Cerca de 35% dos grãos que já foram colhidos apresentam-se “ardidos”, sendo que muitos nem poderão ser utilizados para mistura em rações pelo alto teor de fermentação na qual se encontram. Mas mesmo com essa má qualidade dos grãos, a produção paranaense de milho segunda safra deverá ser 7,4% maior do que a safra passada, com uma produção total de 10,9 milhões de toneladas.


Essa mesma condição está sendo observada em Mato Grosso do Sul, onde 20% dos 92% colhidos até o momento, principalmente da região sul do Estado, estão “ardidos”. Mas, se a qualidade está ruim, a produção sul-mato-grossense deverá ficar quase 2% superior à do ano passado, já que a estimativa é de que o Estado colha 6,6 milhões de toneladas.

Para esta semana, há previsão para chuvas sobre a região leste do Paraná, mas nada que possa inviabilizar os trabalhos de colheita e nem tão pouco a qualidade dos grãos. Já nas demais regiões produtoras, o tempo permanecerá aberto e sem previsões para chuvas, o que permitirá o término da colheita em praticamente todas as principais regiões produtoras de milho segunda safra do Brasil.

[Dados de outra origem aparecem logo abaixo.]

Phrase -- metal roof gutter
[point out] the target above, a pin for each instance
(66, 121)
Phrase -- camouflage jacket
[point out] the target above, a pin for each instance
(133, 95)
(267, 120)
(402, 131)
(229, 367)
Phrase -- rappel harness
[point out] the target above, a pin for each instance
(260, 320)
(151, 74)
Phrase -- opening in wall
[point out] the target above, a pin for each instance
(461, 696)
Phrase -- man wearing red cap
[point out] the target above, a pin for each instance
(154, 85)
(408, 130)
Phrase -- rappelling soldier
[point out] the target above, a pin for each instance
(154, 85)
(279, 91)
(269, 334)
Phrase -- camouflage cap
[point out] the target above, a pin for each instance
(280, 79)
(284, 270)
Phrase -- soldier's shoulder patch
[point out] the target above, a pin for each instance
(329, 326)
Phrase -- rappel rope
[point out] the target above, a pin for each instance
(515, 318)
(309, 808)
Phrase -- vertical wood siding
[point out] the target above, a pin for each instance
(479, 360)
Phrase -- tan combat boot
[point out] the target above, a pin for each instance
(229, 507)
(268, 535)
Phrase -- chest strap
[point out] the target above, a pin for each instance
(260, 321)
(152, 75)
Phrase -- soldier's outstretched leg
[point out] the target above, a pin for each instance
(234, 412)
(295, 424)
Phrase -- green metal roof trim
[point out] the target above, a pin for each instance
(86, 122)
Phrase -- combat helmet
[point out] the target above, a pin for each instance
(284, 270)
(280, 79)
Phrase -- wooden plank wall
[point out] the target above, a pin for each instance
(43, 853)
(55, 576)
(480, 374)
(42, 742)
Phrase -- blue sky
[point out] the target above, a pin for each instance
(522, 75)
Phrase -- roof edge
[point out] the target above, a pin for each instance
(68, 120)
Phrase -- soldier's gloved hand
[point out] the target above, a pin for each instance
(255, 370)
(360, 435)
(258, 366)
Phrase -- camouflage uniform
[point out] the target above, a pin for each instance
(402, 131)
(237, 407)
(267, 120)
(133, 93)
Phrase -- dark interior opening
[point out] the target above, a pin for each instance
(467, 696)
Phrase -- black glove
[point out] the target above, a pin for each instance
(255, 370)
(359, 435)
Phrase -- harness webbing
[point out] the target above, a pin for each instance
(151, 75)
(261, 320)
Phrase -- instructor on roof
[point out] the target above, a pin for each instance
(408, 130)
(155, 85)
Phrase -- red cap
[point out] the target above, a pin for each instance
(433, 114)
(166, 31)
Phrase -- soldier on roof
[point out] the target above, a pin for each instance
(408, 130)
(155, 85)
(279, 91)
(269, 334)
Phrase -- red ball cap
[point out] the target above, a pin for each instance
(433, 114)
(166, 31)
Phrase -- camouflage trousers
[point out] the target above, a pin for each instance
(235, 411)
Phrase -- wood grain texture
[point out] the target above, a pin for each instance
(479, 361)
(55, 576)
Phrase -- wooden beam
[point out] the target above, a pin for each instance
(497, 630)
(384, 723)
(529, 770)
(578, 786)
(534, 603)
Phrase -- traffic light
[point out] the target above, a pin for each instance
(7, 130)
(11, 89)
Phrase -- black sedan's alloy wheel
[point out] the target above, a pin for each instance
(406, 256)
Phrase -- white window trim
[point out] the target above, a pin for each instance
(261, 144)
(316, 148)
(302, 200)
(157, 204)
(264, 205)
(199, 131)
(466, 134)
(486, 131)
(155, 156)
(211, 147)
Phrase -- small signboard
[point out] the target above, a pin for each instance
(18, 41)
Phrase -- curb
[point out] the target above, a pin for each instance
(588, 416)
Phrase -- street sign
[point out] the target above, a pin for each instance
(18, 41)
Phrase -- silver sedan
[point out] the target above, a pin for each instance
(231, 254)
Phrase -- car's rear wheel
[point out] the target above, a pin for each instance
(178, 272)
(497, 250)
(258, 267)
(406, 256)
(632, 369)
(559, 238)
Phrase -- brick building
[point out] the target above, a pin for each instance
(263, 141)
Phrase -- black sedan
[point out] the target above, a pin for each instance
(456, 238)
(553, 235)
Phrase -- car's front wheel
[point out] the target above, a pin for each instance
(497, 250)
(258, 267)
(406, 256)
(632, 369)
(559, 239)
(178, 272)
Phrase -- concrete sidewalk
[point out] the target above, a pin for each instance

Analista de mercado alerta que Brasil deve ser rápido nas exportações de milho

Ivan Wedekin destaca que o país precisa avançar nas vendas para o exterior antes da colheita do cereal dos Estados Unidos, que deve iniciar em setembro e outubro

(De janeiro a julho deste ano, Mato Grosso já exportou cinco milhões de toneladas de milho)
 
O analista de mercado Ivan Wedekin, alertou para a necessidade de os brasileiros avançarem nas exportações do milho antes que os Estados Unidos iniciem a colheita do grão, por volta de setembro e outubro.

– No mercado interno, o que os produtores estão fazendo é avançar as exportações enquanto não chega a colheita norte-americana. Em setembro e outubro, inicia a safra dos EUA e eles vão recuperar um pedaço das exportações.

Wedekin elogiou a posição do Brasil como exportador do cereal, mas afirmou que o grande desafio do setor é a logística.

– O Brasil tem que ser muito rápido nas exportações de milho esse ano e mais rápido ainda, infelizmente, na construção de infraetsuruta, para que não fique dependente. Hoje, quase 70% das exportações de Mato Grosso têm que ir pra fora do país pelo Porto de Santos (SP) e pelo Porto de Paranaguá (PR), com mais de dois mil quilômetros de estradas, muitas vezes em precárias condições – alertou.

De janeiro a julho deste ano, o Estado de Mato Grosso, um dos maiores produtores nacionais, já exportou cinco milhões de toneladas de milho. Em todo o ano de 2012, o total foi de nove milhões de toneladas. A segunda safra deste ano cresceu três milhões de toneladas. Se todo o volume for dedicado às vendas para o exterior, o Estado pode fechar o ano com 12 milhões de toneladas exportadas, o que significa embarcar cerca de 1,5 milhão de toneladas por mês, aponta Wedekin.